How, then, should we, as Jews, respond to arrest and deportation orders being issued in our name? To address that question, we need to take a step back and reflect on two basic points.

The first is that criticisms of Israel are not ipso facto antisemitic, however much we may disagree with them. I realize that the student protests cause many members of our community significant discomfort, but feeling uncomfortable and being unsafe are not the same. So long as demonstrators’ actions are peaceful, as almost all of them have been, we must accept that they are exercising the right to political speech guaranteed by the First Amendment.

The second is that the Trump administration is clearly using its supposed concern over Jewish safety as a pretext to attack American higher education, an ideological battle it is waging for reasons that have little if anything to do with antisemitism. Universities are, of course, hardly the only targets of attack. This administration is advancing on multiple fronts, cowing the news media and law firms that have represented the president’s political opponents, rolling back established LGTBQ+ rights and protections and dismantling federal agencies and firing their staffs. The list is long, but universities stand near the top because they have traditionally been bulwarks against ideological control. They are institutions that foster the exchange of ideas and create space for the questioning of dominant perspectives.

One of the most important roles of the humanities — my own corner of academia — and one of the reasons authoritarian regimes find them threatening is that they teach students how to think from the perspective of others.

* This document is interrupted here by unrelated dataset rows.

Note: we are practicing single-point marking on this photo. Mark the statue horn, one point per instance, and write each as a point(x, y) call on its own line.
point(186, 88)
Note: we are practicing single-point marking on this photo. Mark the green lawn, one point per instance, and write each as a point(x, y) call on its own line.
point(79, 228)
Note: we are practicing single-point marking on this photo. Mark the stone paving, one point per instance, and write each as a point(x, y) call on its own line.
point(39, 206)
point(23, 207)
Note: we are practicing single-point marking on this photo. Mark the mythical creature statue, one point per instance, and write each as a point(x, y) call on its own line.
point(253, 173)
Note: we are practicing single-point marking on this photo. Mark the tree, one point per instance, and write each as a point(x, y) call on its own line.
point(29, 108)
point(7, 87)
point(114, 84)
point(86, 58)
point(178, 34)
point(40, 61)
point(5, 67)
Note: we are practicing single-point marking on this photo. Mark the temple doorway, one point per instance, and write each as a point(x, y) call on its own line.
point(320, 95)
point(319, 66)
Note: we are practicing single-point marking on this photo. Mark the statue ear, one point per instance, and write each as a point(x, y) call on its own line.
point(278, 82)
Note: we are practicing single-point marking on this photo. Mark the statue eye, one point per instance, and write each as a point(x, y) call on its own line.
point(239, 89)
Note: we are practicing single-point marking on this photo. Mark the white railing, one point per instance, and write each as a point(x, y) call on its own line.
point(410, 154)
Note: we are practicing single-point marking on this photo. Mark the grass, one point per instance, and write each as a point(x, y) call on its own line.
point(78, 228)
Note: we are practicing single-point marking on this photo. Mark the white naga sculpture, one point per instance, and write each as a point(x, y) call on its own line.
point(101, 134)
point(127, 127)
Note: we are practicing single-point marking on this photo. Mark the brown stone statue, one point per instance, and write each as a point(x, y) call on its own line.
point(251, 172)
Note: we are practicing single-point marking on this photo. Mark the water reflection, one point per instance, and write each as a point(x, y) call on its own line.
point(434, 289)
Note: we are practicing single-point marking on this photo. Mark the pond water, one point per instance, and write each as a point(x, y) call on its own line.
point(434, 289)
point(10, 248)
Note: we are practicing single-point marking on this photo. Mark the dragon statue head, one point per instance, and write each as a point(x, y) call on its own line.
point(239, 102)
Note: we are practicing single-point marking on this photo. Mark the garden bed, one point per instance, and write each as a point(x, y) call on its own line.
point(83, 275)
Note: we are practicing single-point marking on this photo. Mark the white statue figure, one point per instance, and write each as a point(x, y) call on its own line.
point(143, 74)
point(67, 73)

To interpret a historical document, a literary text or a work of art is to switch subject positions, to see things through the eyes of people different from yourself. And while opening ourselves to other perspectives is never easy, it is a crucial defense against authoritarian control. 

Martin Niemöller, the German Protestant pastor persecuted by the Nazis, whose justly famous words I cite in the epigraph, absorbed that lesson the hard way. A German nationalist and early supporter of the Nazis who was certainly not immune to antisemitic prejudice, Niemöller grew increasingly alienated from the Nazi regime during the 1930s and, carried by his deep religious faith, assumed a leading role in the movement of opposition to the so-called “German Christians” inside the official Evangelical Church. Eventually, he was imprisoned on personal orders from Hitler, first at the Sachsenhausen and then at the Dachau concentration camps. His harrowing experiences at the camps led him to repudiate antisemitism and regret his failure to make common cause with other opponents of the regime across the boundaries of ethnicity, religion, and political affiliation.

For Niemöller, the epiphany came too late. But we still have a chance to rescue America as a law-governed constitutional republic. For that, we need to transcend parochialism and recognize how our own freedoms are bound up with those of others. In this spirit, more than 3,000 Jewish university professors from across the U.S. have signed a petition to tell the Trump administration: “Not in our name.” A letter to Hillel International sponsored by the group Jewish Students against Campus Deportations makes a similar appeal, calling on Hillel to denounce the arrest and imprisonment of Khalil and pledge non-cooperation with ICE. For the moral integrity of our community as well as the future of American democracy, I encourage students and faculty to read these statements and consider adding their names.

Jeffrey Freedman is professor and chair of the Beren Department of History. He has taught at YU since the fall of 1992.